Casting Director advice in Back Stage

I read a small thing this morning where a CD tells actors not to touch the CD during scenes where intimacy is part of the scene. She says not every CD was an actor so it’s not comfortable. Hmmm, where did we ever get the idea that CD’s were all actors at some point? Because a lot of them were and they take the time to remind us that they know our world intimately.

BUT this is good advice as you should treat them like they aren’t part of the scene because that’s how they like it. They believe they are just there to help you do both sides of the scene; yours and theirs. Wait… what? How can that be?

Well, even though they, as actors, never took an acting class where they did scenes with a partner who sat in the audience and simply threw them lines during the scene, that’s how they treat auditions. Why? Because that’s the system. They all agree that the best way to showcase talent is in a vaccum. It’s one sided, so as not to confuse the director with the performance of someone else. This is where your frustration of watching mediocre actors who are working starts.  Some actors audition very well, but when it comes time to making the scene work with another real actor, they don’t have the same skill. Real talent will prevail mind you, but this is what you are up against. The system.

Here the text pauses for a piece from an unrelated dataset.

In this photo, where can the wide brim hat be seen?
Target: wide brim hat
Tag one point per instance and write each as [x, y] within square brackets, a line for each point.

It seems to fly in the face of when this same CD says -“I want (actors) to do the best job they can do, because then I can get the part cast and part of my job is done. I’m always rooting for the actor. If they do a good job, then I did a good job.” – doesn’t it? If they wanted your best work, wouldn’t they set it up like a scene, like it will be when you have to do the actual job? Why would they continue to make auditions about doing one-man shows with dialog…?

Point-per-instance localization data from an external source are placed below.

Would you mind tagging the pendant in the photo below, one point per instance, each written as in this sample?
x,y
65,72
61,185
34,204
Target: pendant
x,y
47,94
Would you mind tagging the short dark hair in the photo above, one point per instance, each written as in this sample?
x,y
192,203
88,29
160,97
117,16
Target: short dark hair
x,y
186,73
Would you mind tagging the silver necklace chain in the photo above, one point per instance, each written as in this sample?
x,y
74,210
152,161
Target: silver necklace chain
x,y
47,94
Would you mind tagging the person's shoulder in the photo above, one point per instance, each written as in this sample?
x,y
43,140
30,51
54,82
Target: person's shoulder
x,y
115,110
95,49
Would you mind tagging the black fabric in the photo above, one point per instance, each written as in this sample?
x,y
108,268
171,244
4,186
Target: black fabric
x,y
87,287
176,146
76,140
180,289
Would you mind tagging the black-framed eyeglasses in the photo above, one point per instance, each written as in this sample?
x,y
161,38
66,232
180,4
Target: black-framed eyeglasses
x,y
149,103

I have been the reader in many auditions and only because I made that happen. I was asked a few times but only after I made myself available and called requesting the position including that they wouldn’t have to pay me. I learned a lot about how actors treat the room and their work. It helped me audition better. I was also allowed, just a few times, to hear a bit of the dialog between readings and it’s not flattering. They’re just people, just like you, scared and insecure and hoping it all turns out okay. They have to decide on one of many versions of the same thing…you get to make decisions about one thing, you. So, see the advantage in that equation and make it a good one, live by it and show it off proudly. Within the system.

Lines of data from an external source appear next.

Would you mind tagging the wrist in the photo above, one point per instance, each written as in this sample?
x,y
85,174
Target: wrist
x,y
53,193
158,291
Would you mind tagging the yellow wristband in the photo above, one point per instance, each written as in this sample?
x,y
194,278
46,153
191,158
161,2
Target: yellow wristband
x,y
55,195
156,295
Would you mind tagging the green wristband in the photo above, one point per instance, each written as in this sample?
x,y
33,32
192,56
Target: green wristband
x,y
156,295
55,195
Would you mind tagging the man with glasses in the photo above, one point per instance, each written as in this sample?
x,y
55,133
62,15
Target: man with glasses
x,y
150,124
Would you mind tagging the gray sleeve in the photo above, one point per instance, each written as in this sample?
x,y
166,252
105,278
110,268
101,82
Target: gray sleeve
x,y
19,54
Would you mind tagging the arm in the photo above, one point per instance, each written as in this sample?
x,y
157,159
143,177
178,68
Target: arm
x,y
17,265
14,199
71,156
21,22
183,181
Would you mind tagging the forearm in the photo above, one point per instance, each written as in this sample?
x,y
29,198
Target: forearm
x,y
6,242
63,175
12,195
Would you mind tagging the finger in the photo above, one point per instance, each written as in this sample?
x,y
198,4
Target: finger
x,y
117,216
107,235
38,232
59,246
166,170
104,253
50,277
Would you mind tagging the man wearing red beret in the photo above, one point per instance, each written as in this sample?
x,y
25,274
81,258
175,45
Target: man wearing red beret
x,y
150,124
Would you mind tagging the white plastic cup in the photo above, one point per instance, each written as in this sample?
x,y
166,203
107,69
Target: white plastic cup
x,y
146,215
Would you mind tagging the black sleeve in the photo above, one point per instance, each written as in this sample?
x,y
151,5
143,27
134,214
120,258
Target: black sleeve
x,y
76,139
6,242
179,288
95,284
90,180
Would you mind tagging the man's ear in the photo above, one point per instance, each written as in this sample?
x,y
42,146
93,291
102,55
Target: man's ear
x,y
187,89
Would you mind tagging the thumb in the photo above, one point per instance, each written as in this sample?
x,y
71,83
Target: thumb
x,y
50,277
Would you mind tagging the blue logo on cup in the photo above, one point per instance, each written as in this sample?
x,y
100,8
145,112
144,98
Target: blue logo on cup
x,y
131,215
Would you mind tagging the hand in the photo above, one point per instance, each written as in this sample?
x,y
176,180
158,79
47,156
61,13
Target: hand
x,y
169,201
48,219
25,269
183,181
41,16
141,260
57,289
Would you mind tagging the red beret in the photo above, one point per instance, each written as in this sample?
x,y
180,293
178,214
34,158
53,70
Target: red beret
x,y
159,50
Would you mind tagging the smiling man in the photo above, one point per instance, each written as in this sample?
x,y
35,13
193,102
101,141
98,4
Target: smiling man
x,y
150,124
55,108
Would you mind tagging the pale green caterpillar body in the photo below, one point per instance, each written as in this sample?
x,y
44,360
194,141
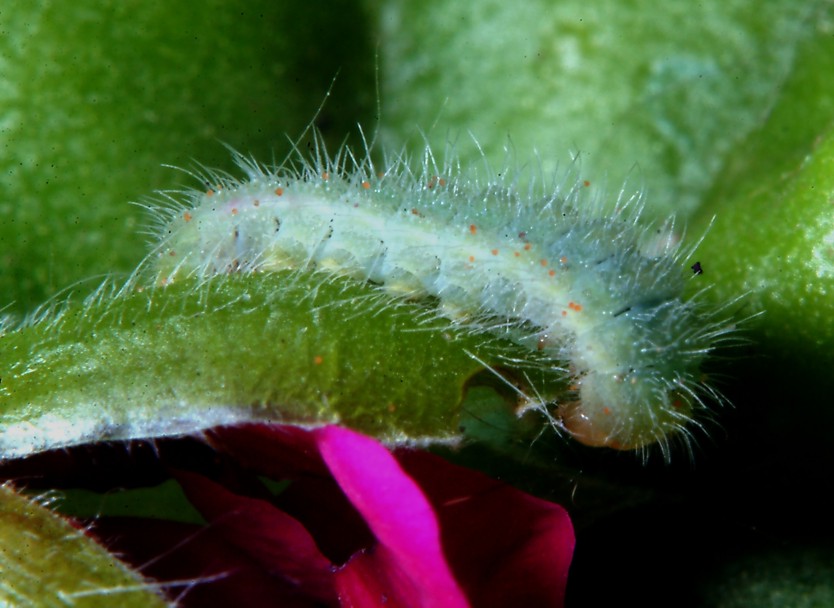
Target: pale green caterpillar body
x,y
578,281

Then a bit later in the article this CD casually drops this bomb- “If you walk into the room and you give the best audition, and you look like the director’s ex-wife, you’re probably not going to get the job,” she says frankly. “There’s a human component in casting that people have to remember. You’re dealing with people’s emotions. So always do your best, and know at the end of the day that it doesn’t mean you did a bad audition if you didn’t get the part.”

There it is. They’re human. The system as flawed as it is, (except in theatre auditions where they always seem to have a reader)  promotes the flaws of a director who isn’t capable of seeing talent with the distraction of bad memories, while stating they are trying to get the best cast possible.

This is what we are up against and it’s also the thing that allows our humanity to be the very thing that allows a director to choose us, even when he can’t explain exactly why. These little nuances that might drive your logical brain nuts should also give your creative brain comfort because it says you can’t know what’s the right thing to do to get the part. You can only be your full, true, self and apply that to the page and allow the “human component” to work in your favor.